Tuesday, January 9th 2001, 12:00 am
No appeals were pending late Monday for Eddie Leroy Trice, 48.
Trice was scheduled to be put to death with a lethal dose of drugs at 9 p.m. at the Oklahoma State Penitentiary in McAlester.
Trice was handed the death sentence for the Feb. 14, 1987, slaying of Ernestine Jones, 84, in her northeast Oklahoma City home.
Prayer vigils were planned by death penalty opponents but there was no word Monday on any plans for additional protests for the first of seven executions scheduled for January.
Authorities said Trice entered Jones' home just after midnight through a bedroom window and beat Jones with a martial arts weapon, called nunchakus, before making off with $500.
Jones received blows to the head, fractured jaw and cheek bones, broken ribs and fingers and contusions to the heart and lungs. She was also raped.
Jones' 63-year-old retarded son, Emanuel Jones, was also severely beaten after attempting to come to his mother's aid, according to police.
Trice's roommate called police after Trice returned home with a lot of money and claimed to have whipped a homosexual with his nunchakus. The roommate said Trice had hidden his bloody clothes in a nearby abandoned house.
Trice was arrested four days after the murder and later confessed, said Oklahoma City police inspector Eric Mullenix. He was sentenced to death in June 1987.
"I have not the words to describe the brutality and savagery of what I observed in the crime scene," Mullenix wrote in October to oppose clemency for Trice. Mullenix said Trice never showed remorse. The state Pardon and Parole Board rejected the clemency request in November.
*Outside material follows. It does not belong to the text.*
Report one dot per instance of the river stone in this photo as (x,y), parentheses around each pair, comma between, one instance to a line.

An attorney for Trice was unavailable for comment Monday but was expected to witness his execution.
Jones' daughter, a son and a great-grandson were expected to be witnesses, said Charlie Price, a spokesman for state Attorney General Drew Edmondson.
Jurors ruled that the death penalty was warranted because the crime met four of eight aggravating circumstances.
Trice had a previous felony conviction involving the use of threat of violence and knowingly created a great risk of death to more than one person during the crime.
Jurors also said the killing was a heinous, atrocious or cruel act and deemed Trice a continuing threat to society.
For his last meal, Trice requested fried chicken, potatoes with onions, sweet potato pie, hot rolls and a Coke, said Jerry Massie, a spokesman for the state corrections department.
The last meal was to be served at noon or 5 p.m. Tuesday, whichever time the inmate preferred, Massie said.